If 'To' and 'From' headers are the spammer's email address, how did I get this email?

Solution 1:

How can you see if you are a BCC recipient if you really are a BCC recipient? The nature of BCC is that it hides all the recipients of the message listed in the BCC field...

I've worked with distribution lists before in Outlook, and if I put all my recipients in the BCC field, and my own email/name in the To field, then no one but me can see who else the email was sent to...
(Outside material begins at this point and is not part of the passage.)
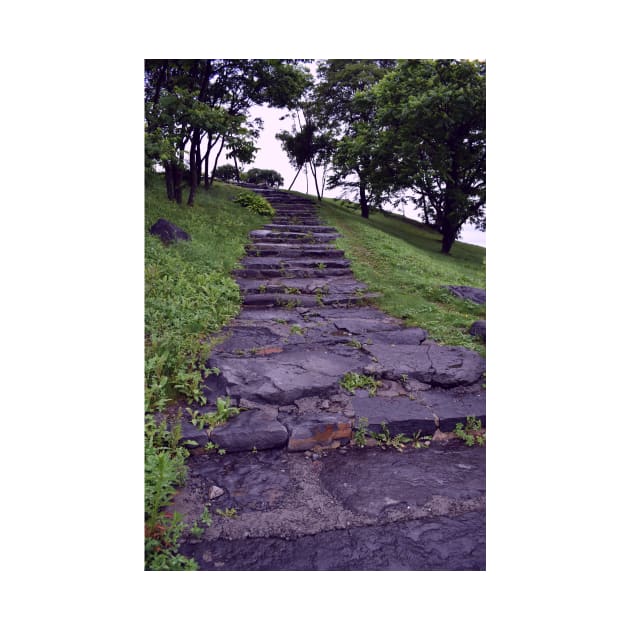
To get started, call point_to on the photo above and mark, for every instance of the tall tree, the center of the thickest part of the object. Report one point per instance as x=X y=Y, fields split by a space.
x=189 y=101
x=433 y=139
x=345 y=106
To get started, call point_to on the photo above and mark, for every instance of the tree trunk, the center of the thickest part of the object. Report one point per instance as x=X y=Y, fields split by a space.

Also, the spammer's email address in the To field could be the name of a distribution list... - thus hiding all of the emails that way...

Solution 2:

The e-mail address in the envelope ”To” has as much to do with the addresses in the To: and Cc: fields in the e-mail headers as the address on a snail mail envelope has to do with the recipient address on the letterhead of the paper in the envelope. That is, it is the responsibility of the sender to make them match, and the mail delivery service is not going to open the letter to check that it hasn't been misaddressed.

In the case of e-mail, this isn't completely true: e-mail delivery systems do inspect the mail contents (headers and body) to catch spam and viruses. But if you're Bcc'ed on an e-mail, your address will be on the envelope but not anywhere in the mail (that's why it's called a blind carbon copy — some e-mail clients generate a separate copy of the mail where they include your address in an extra field, but this is not universal). This is a legitimate use case, and spammers make use of it. (You are bcc'ed on that mail, by definition — you are an indetended recipient without being a documented recipient.)

Having an envelope “To” that is not mentioned in the headers is a hint that the mail may be spam, but it's only a hint. It happens legitimately to bcc's and bounced mails.